Gdy Kiiyuko piła wodę z jeziora, podszedłem do niej cicho i popchnąłem do wody. Gdy wyskoczyła z wody, ja tarzałem się na ziemi ze śmiechu. Była lekko zła, ale gdy nie przestawałem się śmiać, sama zrozumiała zabawność tej sceny i sama zaczęła się śmiać. Gdy głupawka nam przeszła, znowu zacząłem się nudzić, tak jak Kiiy. Dopiero gdy nasza "rozmowa" się zakończyła, zauważyłem, że jest już bardzo późno.
- Ja już pójdę... Bubonic może się obawiać... - chyba wspomnienie Bubonic źle podziałało na Kiiy.
- Ta... Idź do tej swojej kochanej Bubonic.
Postanowiłem wziąć to w swoje łapy
- Kiiy... Możesz mi powiedzieć dlaczego nie lubisz Bubonic?
- Jakbyś nie wiedział
- Nie licząc tego, że ci mnie ukradła
- Bo...
- Kiiy, ty nawet jej nie znasz
- No i?

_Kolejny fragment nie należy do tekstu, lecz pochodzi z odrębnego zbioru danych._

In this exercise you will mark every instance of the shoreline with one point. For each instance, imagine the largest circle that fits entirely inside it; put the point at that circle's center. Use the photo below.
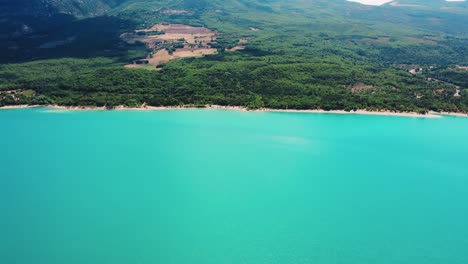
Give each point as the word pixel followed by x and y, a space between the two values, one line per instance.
pixel 58 108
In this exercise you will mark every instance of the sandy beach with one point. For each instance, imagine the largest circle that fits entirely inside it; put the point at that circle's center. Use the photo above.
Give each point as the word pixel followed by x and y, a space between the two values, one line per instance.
pixel 57 108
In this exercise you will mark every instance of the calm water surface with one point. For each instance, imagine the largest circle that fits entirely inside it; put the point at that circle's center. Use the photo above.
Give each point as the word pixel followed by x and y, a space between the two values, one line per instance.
pixel 206 186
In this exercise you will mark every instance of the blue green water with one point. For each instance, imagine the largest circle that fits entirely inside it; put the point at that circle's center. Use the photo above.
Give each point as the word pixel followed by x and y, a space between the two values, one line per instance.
pixel 206 186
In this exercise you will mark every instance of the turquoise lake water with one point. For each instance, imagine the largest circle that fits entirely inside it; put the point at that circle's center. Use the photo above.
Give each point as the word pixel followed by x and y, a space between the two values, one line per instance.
pixel 208 186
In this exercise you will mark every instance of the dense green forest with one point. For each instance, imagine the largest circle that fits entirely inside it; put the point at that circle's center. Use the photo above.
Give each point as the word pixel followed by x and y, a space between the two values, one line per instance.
pixel 299 55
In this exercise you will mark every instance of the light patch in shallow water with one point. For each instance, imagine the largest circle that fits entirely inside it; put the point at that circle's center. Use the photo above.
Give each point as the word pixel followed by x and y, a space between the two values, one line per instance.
pixel 371 2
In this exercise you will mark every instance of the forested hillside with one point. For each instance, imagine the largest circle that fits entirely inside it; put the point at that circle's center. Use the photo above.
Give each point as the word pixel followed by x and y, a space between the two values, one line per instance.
pixel 404 56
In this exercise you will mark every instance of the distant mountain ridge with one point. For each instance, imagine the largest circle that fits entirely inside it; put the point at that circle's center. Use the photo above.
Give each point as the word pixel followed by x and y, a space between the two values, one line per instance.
pixel 52 7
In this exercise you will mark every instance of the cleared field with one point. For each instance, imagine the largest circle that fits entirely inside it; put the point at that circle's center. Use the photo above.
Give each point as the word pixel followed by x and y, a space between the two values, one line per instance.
pixel 172 41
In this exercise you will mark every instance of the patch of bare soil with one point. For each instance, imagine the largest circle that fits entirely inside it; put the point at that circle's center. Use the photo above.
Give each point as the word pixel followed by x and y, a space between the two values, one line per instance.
pixel 176 12
pixel 172 41
pixel 361 87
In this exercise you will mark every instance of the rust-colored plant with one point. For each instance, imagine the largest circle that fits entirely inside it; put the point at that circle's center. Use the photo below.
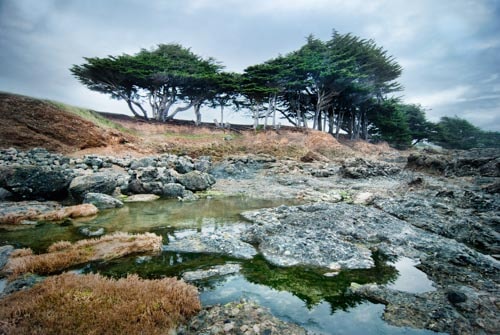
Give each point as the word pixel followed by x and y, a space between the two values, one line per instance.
pixel 63 254
pixel 92 304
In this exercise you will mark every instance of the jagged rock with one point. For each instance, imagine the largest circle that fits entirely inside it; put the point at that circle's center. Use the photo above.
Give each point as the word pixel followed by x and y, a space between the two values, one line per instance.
pixel 4 194
pixel 196 180
pixel 239 317
pixel 224 242
pixel 474 162
pixel 214 271
pixel 91 232
pixel 203 164
pixel 142 198
pixel 142 163
pixel 184 164
pixel 173 190
pixel 102 201
pixel 359 168
pixel 5 252
pixel 99 182
pixel 31 182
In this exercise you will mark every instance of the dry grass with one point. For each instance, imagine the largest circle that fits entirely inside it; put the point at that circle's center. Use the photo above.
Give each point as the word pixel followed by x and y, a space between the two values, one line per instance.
pixel 53 215
pixel 62 255
pixel 92 304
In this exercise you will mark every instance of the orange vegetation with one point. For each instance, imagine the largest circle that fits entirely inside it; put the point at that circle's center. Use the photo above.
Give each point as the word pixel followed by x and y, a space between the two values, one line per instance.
pixel 54 215
pixel 92 304
pixel 62 255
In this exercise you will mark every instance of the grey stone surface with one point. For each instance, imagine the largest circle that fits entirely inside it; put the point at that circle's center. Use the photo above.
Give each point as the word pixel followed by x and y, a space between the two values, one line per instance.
pixel 102 201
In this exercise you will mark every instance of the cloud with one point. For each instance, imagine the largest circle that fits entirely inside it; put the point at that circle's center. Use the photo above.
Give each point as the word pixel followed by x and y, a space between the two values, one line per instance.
pixel 442 97
pixel 448 49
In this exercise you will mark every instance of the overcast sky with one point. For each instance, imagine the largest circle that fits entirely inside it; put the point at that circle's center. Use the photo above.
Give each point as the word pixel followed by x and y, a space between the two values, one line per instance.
pixel 449 49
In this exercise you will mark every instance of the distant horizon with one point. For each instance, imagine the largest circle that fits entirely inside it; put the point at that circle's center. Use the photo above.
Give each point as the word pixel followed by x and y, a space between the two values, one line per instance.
pixel 448 50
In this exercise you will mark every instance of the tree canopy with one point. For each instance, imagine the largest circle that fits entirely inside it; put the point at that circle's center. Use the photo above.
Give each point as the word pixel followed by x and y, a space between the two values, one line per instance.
pixel 344 85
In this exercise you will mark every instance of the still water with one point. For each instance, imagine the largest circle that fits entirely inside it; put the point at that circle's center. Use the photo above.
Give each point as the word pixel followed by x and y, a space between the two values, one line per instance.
pixel 298 294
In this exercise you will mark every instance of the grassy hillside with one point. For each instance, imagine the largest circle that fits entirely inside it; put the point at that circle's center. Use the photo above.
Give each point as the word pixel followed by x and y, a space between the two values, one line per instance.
pixel 27 122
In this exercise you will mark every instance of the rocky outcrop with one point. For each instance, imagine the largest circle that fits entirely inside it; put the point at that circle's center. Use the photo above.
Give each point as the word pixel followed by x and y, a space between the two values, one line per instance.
pixel 214 271
pixel 196 181
pixel 102 201
pixel 222 241
pixel 466 216
pixel 358 168
pixel 40 175
pixel 240 317
pixel 475 162
pixel 29 182
pixel 100 182
pixel 30 212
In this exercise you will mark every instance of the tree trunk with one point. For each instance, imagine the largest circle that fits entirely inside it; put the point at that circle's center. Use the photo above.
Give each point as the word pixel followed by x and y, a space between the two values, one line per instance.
pixel 197 113
pixel 274 111
pixel 222 114
pixel 339 122
pixel 129 104
pixel 179 109
pixel 317 112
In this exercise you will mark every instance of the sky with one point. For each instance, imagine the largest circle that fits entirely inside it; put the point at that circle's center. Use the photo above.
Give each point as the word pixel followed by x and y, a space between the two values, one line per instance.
pixel 449 49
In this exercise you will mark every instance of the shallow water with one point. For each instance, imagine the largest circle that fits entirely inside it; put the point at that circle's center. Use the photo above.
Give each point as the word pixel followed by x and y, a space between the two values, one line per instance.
pixel 298 294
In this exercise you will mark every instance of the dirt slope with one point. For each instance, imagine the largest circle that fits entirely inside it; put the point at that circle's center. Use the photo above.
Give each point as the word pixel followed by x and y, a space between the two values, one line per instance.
pixel 26 123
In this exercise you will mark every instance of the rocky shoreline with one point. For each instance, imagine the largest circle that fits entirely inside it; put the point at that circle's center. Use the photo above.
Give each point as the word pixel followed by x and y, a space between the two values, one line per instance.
pixel 438 208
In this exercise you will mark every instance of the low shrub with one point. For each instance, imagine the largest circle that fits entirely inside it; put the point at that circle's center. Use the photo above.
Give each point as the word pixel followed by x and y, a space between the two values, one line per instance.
pixel 63 254
pixel 92 304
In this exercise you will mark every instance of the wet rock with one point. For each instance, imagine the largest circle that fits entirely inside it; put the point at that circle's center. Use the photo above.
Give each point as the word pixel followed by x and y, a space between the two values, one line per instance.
pixel 456 297
pixel 142 163
pixel 434 310
pixel 102 201
pixel 21 283
pixel 474 162
pixel 364 198
pixel 325 235
pixel 359 168
pixel 99 182
pixel 196 181
pixel 89 232
pixel 5 252
pixel 466 216
pixel 173 190
pixel 4 194
pixel 184 164
pixel 31 182
pixel 240 317
pixel 17 212
pixel 241 167
pixel 214 271
pixel 203 164
pixel 141 198
pixel 226 242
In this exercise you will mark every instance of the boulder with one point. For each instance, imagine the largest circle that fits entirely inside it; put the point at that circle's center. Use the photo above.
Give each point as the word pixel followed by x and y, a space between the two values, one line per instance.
pixel 196 180
pixel 142 163
pixel 102 201
pixel 31 182
pixel 359 168
pixel 184 164
pixel 99 182
pixel 173 190
pixel 5 252
pixel 142 198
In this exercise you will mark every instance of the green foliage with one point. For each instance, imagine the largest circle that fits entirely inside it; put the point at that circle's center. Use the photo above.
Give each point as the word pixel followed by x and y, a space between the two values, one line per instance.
pixel 457 133
pixel 391 125
pixel 91 116
pixel 420 128
pixel 159 78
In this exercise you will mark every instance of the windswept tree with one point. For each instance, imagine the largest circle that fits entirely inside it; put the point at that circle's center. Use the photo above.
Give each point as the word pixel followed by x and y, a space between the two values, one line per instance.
pixel 161 78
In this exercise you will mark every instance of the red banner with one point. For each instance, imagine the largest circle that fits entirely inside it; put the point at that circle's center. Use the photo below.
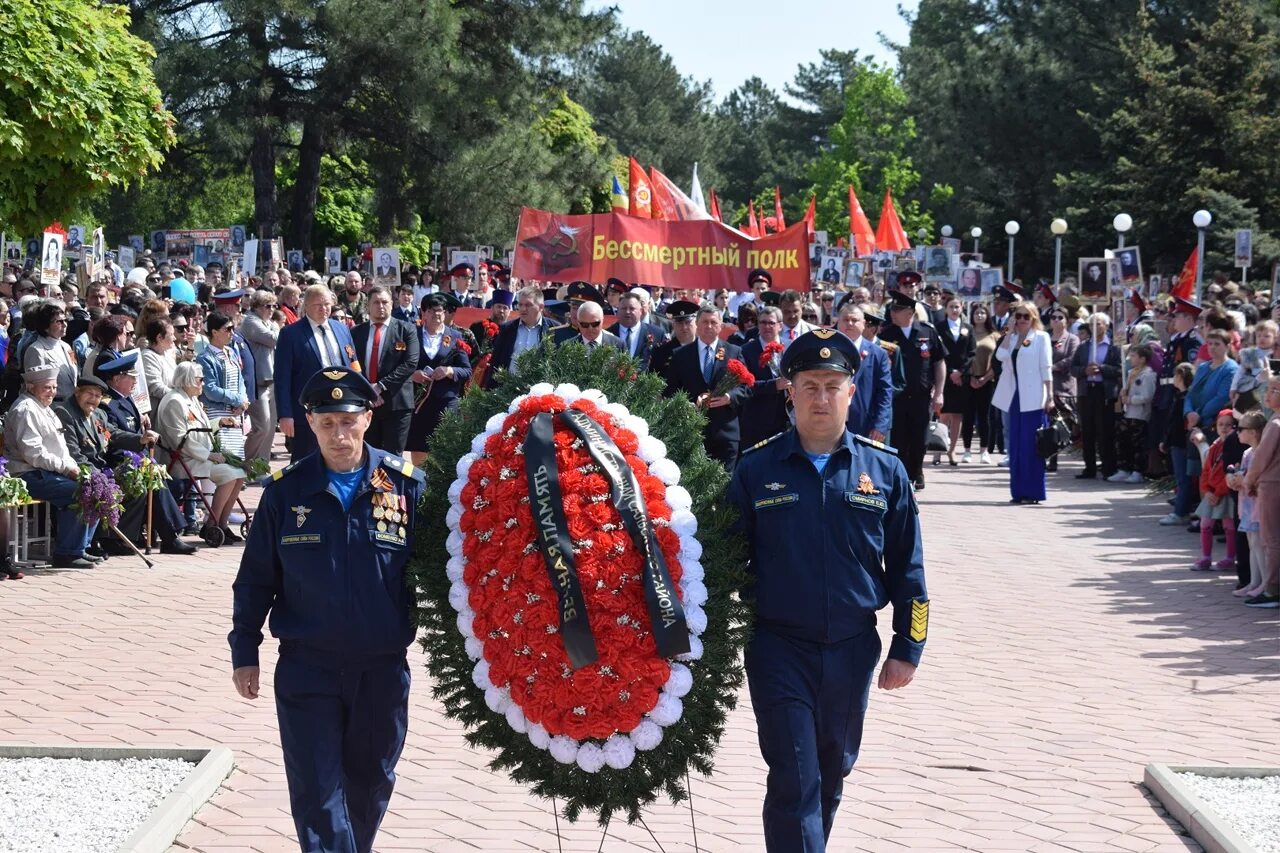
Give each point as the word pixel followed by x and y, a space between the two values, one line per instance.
pixel 696 254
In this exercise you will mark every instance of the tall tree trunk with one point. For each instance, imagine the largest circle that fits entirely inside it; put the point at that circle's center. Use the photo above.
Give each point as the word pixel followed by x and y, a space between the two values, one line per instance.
pixel 263 153
pixel 306 191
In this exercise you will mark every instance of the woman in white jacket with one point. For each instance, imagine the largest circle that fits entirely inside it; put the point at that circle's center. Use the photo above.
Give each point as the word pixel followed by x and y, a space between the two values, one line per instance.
pixel 1025 391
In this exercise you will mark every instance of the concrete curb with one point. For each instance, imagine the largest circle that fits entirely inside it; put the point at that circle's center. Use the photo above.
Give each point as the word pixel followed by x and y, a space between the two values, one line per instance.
pixel 159 831
pixel 1187 807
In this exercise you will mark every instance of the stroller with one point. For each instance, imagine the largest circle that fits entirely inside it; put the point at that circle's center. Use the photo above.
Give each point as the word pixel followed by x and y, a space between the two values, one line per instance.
pixel 210 533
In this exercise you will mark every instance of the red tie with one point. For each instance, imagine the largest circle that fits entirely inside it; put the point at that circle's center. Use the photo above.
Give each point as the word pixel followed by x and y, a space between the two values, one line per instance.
pixel 373 352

I tak wiem, że jest okropna!
- Kiiyuko... Nie znasz jej - powtórzyłem - Ale jeśli zechcesz poznać, zmienisz zdanie - prychnęła - Proszę, daj jej szansę... Dla siebie... Dla... Mnie... - chyba to na nią podziałało, bo nie była już taka obrażona...
- Więc? - zapytałem
- Eh... Tylko jedną. - powiedziała - I robię to tylko dla cb. - uśmiechnęła się do mnie, a ja odwzajemniłem uśmiech i zaprowadziłem ją do mojej i Bubonic jaskini.